January 2018
Releases are staged. Your Databricks account may not be updated until a week after the initial release date.
Note
The release date and content listed below only corresponds to actual deployment of the Azure Public Cloud in most case.
It provide the evolution history of Azure Databricks service on Azure Public Cloud for your reference that may not be suitable for Azure operated by 21Vianet.
Mount points for Azure Blob storage containers and Data Lake Stores
Jan 16-23, 2018: Version 2.63
We have provided instructions for mounting Azure Blob storage containers and Data Lake Stores through the Databricks File System (DBFS). This gives all users in the same workspace the ability to access the Blob storage container or Data Lake Store (or folder inside the container or store) through the mount point. DBFS manages the credentials used to access a mounted Blob storage container or Data Lake Store and automatically handles the authentication with Azure Blob storage or Data Lake Store in the background.
Mounting Blob storage containers and Data Lake Stores requires Databricks Runtime 4.0 and above. Once a container or store is mounted, you can use Runtime 3.4 or above to access the mount point.
See Connect to Azure Data Lake Storage Gen2 and Blob Storage and Accessing Azure Data Lake Storage Gen1 from Azure Databricks for more information.
Cluster tags
Jan 4-11, 2018: Version 2.62
You can now specify cluster tags that will be propagated to all Azure resources (VMs, disks, NICs, etc) associated with a cluster. In addition to user-provided tags, resources will automatically be tagged with the cluster name, cluster ID, and cluster creator username.
See Tags for more information.
Table Access Control for SQL and Python (Private Preview)
Jan 4-11, 2018: Version 2.62
Note
This feature is in private preview. Please contact your account manager to request access. This feature also requires Databricks Runtime 3.5+.
Last year, we introduced data object access control for SQL users. Today we are excited to announce the private preview of Table Access Control (ACL) for both SQL and Python users. With Table Access Control, you can restrict access to securable objects like tables, databases, views, or functions.
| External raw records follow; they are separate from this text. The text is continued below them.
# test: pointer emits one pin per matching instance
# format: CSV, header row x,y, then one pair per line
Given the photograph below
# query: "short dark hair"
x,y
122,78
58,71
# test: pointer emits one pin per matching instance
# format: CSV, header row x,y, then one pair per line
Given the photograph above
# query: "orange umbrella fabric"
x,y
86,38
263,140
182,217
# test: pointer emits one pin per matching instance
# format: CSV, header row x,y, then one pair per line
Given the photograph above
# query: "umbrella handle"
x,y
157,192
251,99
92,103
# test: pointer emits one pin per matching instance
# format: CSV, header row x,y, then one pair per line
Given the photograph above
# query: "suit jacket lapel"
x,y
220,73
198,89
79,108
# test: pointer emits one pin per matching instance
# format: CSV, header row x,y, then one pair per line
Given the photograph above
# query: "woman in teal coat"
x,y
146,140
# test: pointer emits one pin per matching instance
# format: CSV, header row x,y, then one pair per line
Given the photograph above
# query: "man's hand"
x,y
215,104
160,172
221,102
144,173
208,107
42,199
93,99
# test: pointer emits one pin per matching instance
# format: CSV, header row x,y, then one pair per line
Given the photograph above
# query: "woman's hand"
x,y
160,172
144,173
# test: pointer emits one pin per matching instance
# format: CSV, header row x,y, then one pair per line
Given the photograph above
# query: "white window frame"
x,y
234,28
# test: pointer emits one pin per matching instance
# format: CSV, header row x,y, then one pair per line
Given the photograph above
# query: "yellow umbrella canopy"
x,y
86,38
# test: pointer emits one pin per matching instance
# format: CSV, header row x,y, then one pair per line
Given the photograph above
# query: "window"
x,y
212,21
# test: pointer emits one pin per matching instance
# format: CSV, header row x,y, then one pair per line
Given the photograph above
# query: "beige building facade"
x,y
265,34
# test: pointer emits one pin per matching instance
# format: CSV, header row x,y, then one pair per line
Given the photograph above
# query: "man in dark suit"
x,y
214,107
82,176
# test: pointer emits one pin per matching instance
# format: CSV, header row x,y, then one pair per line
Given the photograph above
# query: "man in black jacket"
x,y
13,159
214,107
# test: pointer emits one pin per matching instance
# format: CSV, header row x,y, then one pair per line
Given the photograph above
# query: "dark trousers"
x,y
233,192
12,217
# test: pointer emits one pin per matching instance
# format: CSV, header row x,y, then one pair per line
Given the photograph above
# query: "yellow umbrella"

You can also provide fine-grained access control (to rows and columns matching specific conditions, for example) by setting permissions on derived views containing arbitrary queries.
See Hive metastore privileges and securable objects (legacy) for more information.
Exporting notebook job run results via API
Jan 4-11, 2018: Version 2.62
To improve your ability to share and collaborate on the results of jobs, we now have a new Jobs API endpoint, jobs/runs/export
that lets you retrieve the static HTML representation of a notebook job's run results in both code and dashboard view.
See Runs export for more information.
Apache Airflow 1.9.0 includes Databricks integration
Jan 2, 2018
Last year, we released a preview feature in Airflow—a popular solution for managing ETL scheduling—that allows customers to natively create tasks that trigger Databricks runs in an Airflow DAG. We're pleased to announce that these integrations have been released publicly in the 1.9.0 release of Airflow.